The beautiful season of music festivals officially begins this weekend with the holding of Santa Teresa, in Sainte-Thérèse. For the first time in its young career, the group Peanut Butter Sunday will be celebrating: a good dozen concerts – they call it their “World Domination Tour”! — are already on the agenda of Acadian rockers who have been nodding heads in recent weeks at the Francouvertes with their jovial pop-punk songs, sung in the French unique to the Baie Sainte-Marie region.
“We write the same because that’s how we talk — with our slang, our lingoit sounds a bit cheeky, in-your-faceeven if our music is not surly”, emphasizes Michael Saulnier.
Peanut Butter Sunday quartet singer and guitarist Michael Saulnier and Normand Pothier, respectively, are the first to admit they’re not reinventing the wheel with their three-chord pop-punk songs, “sometimes four”, suggests Pothier. But serving up good old pop-punk riffs in the sauce of Sainte-Marie Bay, with the banter of the French speakers of this region, suddenly makes this old sound fresh and relevant again.

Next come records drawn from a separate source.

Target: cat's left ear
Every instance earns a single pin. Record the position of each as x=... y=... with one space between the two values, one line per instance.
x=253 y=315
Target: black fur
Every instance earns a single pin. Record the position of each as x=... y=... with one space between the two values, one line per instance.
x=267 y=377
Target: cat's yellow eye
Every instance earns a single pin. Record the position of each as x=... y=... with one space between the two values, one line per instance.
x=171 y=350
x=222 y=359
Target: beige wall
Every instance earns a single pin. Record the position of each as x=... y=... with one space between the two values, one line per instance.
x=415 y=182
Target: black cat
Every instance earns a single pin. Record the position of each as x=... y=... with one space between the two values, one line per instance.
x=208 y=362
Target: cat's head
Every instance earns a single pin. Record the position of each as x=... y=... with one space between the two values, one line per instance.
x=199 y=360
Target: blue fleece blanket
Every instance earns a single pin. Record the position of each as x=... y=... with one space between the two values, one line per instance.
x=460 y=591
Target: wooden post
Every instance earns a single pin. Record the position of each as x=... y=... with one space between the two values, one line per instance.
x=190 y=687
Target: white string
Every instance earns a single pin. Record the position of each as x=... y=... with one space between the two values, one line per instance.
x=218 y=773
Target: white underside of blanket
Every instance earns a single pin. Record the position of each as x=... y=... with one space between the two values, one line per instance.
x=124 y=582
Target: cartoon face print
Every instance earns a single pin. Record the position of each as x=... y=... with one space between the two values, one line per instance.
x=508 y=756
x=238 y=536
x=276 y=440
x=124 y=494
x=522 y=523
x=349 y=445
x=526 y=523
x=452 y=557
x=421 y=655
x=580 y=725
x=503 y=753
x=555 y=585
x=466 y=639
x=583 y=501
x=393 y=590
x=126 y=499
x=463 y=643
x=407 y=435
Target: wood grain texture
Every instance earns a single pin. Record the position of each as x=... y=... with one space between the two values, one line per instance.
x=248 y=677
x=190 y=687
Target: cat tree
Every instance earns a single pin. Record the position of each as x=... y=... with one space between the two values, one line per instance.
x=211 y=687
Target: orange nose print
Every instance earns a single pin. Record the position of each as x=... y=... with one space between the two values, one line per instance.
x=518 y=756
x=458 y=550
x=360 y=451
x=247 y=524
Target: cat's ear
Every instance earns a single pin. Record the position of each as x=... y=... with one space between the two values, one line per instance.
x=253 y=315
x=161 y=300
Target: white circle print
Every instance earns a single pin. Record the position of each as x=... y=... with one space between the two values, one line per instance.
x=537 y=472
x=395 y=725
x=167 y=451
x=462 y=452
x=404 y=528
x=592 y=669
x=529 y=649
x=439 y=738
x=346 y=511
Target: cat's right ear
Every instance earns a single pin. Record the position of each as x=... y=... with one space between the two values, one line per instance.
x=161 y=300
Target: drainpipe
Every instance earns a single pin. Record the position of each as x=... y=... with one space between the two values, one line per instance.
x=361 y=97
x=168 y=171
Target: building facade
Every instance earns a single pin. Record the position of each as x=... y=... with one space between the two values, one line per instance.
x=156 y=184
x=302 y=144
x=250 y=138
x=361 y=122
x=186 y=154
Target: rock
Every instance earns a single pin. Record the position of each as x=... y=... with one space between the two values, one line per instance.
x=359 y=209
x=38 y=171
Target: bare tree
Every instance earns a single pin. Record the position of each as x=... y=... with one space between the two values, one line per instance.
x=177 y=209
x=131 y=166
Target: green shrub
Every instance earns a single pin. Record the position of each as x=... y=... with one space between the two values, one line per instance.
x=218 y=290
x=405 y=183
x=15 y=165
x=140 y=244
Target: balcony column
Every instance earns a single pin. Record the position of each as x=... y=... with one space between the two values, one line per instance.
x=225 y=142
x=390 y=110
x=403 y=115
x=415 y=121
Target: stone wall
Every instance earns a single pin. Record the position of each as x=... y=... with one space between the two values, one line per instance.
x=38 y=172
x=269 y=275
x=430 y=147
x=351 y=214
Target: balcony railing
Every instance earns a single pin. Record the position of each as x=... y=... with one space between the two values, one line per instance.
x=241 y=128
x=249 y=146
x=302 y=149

“It works with punk because punk, in spirit, is against the rules said Saulnier, adding in the same breath: “I am not a rebel, by any means — I work in construction! Normand continues: “We have known a lot of backlash because of the way we sing in French. Many people tell us that we sing and speak “impure” French. Acadian French is not that of the French Academy, and doing punk like we do is also being rebellious. It’s the fun for us to speak alike, and if our language is not in Little Robertwell fuck you ! »
Michael Saulnier was not born when Green Day released his third album, the immensely popular 1994 Dookienot even when Blink-182 kicked off their career the following year with their debut album, cheshire cat. Nevertheless, it participates in the return to vogue of the pop-punk sound popularized by these groups in the 1990s by deferred nostalgia, so to speak.
“I grew up playing Tony Hawk’s Pro Skater and to ATV Offroad Fury 2 – Above all ATV, because it’s the game that came free with the PlayStation 2 console,” says Saulnier. The two video games that appeared on the market at the turn of the millennium were punctuated by soundtracks featuring several pop-punk/skate punk groups of the time. “I grew up there; subconsciously, it inspired my way of writing songs. It comes naturally to me, I had never written a pop-punk song before Peanut Butter Sunday. »
Because his musical training, he rather followed it with his family, singing and playing folk and bluegrass. “You know, the rest of us at the Bay make a lot of kitchen parties “, he recalls. Almost everyone in this French-speaking bastion of Nova Scotia can sing or play the guitar. “In our area, there is no mall, no Walmart where young people go to waste their time. It creates a pool of musicians, because it seems that back home, there are two things to do: take a walk in dirt bike or strum a guitar and write songs,” says Saulnier.
For Normand, it was the drums. Trained in classical percussion at the Université de Moncton, he was then seen accompanying P’tit Belliveau on tour. It was to chase away boredom during confinement that he and Michael founded Peanut Butter Sunday, “but I play the guitar there”, specifies Normand. ” I am not a great guitar playerbut it is fun ! »
This is precisely what we remember after seeing Peanut Butter Sunday on stage: these guys are not on stage to be bored. Laugh it up with drinking songs with friends, stage costumes and catchy guitar riffs. Peanut Butter Sunday did not reach the final of the Francouvertes which will take place on May 18, but at the end of his journey, he can still say: mission accomplished.
He is without a shadow of a doubt one of the revelations of this 27e edition of the emerging talent competition: “Hey, we had fun, we made lots of new musician friends, we did a lot of networkingit also forced us to play live in front of the Quebec public, which I hadn’t done much before,” says Michael, thrilled.
The other revelation is that alongside the members of Peanut Butter Sunday, we find a multitude of musical projects from the St. Mary’s Bay region, all equally punk, crazy and jovial, gathered around this label of discs deliciously named Acadian Embassy, founded by Trevor Murphy, who is at the head of the musical project Sluice — you must listen on Bandcamp to his punk cover of the song I Almost Do by Taylor Swift, renamed Nearly in its text in French! “Trevor Murphy is known in Nova Scotia as a guru of the music scene — Francophone and Anglophone,” Normand tells us, inviting us to the young Far Out Festival in Meteghan Station (July 28 and 29), the neo-Lollapalooza -Scottish, where Peanut Butter Sunday will also stop during his “World Domination Tour”.